The next morning I woke up for school. I went downstairs to grab some cereal and, to my surprise, found my father preparing me breakfast: tortellini. Yuck. My parents agreed that my dinner would be served as breakfast because I wasn’t willing to eat it the previous night (solid parent move). My mother envisioned me eating it warm, but my dad forgot to heat it up. Cold tortellini. Double yuck.
I learned that morning that tortellini, even cold tortellini, could not kill me and was not worth my time complaining about. In fact, most things weren’t worth complaining about.
This next statement is a broad generalization: everyone complains too much. We complain about the weather, the coffee we ordered, the lines at the DMV, the kid crying at the grocery store, our jobs, the neighbors, traffic, etc. We are a bunch of whiners. We all deserve to be sent to our rooms and given cold tortellini for breakfast.
I have two thoughts about all of this.
First, be appreciative. I was unappreciative of my mother who cooked for me every night and tried hard to accommodate to my picky eating when I didn’t even give her cooking a chance in the first place. I learned to be appreciative for things I didn’t like in the midst of my tortellini episode. We don’t always have to be excited about something to be appreciative. There are upsides to almost every situation, you just have to look.
Many of us are wired to look for things to complain about which reinforces negative thinking. The more we choose to be negative, the more natural it will be for us to focus on negative things. If we make an effort to make thankfulness a habit, our entire outlook will shift.
My second thought is that we need to be more mindful of how we react to situations, especially situations out of our control. For example, I have friends who will complain to no end about the cold of winter and wish for summer–until summer comes and they can’t stand the heat and wish for snowy nights. Instead of complaining, reacting positively to our circumstances will change our outlook. Perhaps you had to wait 30 minutes at the DMV to be helped. You could choose to complain about the wait that you knew you would have to endure or you could focus on positive parts of the experience, like having a delightful conversation with the person at the help desk.

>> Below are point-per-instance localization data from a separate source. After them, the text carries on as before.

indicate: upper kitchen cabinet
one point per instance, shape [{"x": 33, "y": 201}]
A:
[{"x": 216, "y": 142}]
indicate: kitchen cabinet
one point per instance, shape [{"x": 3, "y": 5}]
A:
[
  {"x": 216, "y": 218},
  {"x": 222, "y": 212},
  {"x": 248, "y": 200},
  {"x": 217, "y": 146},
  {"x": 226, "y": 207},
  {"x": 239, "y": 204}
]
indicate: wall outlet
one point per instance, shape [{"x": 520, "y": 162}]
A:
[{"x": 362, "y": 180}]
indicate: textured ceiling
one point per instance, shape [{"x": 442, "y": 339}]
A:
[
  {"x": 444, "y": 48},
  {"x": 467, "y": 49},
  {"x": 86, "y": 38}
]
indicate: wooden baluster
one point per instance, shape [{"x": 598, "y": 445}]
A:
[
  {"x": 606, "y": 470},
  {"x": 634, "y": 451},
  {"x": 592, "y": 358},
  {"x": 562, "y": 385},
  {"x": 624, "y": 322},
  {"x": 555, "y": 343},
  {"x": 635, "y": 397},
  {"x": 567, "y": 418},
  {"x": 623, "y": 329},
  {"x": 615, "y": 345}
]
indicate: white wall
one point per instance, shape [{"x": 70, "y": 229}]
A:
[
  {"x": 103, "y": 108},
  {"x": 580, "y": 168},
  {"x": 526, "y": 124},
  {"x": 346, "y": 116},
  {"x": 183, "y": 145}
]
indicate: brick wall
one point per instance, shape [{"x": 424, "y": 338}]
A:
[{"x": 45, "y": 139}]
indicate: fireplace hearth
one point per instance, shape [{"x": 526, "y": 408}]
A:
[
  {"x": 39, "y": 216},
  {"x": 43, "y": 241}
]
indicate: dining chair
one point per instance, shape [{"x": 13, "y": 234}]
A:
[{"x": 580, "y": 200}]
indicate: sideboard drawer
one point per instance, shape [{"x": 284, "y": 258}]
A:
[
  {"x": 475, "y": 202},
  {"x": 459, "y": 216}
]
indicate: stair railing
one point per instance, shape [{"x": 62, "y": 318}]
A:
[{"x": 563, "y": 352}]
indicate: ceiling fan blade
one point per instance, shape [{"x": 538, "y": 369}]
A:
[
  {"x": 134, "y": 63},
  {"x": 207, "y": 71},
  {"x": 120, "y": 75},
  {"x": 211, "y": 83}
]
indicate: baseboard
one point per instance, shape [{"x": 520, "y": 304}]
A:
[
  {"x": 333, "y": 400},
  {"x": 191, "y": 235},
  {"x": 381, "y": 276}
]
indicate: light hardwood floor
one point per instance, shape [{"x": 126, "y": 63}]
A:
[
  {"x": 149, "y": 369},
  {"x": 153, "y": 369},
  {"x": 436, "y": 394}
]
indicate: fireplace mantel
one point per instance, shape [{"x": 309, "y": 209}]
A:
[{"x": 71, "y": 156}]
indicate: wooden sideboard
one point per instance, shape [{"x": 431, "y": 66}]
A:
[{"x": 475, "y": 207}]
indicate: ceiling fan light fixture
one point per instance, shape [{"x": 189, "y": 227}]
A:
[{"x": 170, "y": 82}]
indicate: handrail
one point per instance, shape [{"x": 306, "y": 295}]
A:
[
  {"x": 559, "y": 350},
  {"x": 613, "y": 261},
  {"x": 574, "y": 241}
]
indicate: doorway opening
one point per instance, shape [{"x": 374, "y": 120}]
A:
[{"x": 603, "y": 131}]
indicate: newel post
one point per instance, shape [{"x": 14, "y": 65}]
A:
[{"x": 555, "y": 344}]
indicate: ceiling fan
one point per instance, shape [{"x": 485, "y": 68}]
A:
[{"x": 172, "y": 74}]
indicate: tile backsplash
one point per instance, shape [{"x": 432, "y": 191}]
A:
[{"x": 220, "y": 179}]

There are times when it is appropriate to complain. Perhaps if your server at the restaurant dropped your plate on you on purpose. But complaints need to be purposeful, not lazy. If a complaint won’t change anything, don’t complain. Complaining about the weather does not make it stop raining. Complaining about being treated poorly by a restaurant employee could yield tangible results–like the firing of an unruly employee.
Let’s not be lazy about our outlooks. We can actively partake in changing and shaping the way we think by being mindful of how we think and how we talk about our circumstances. The only thing you are allowed to be lazy about are face muscles because a few less frowns and a few more smiles never hurt anyone.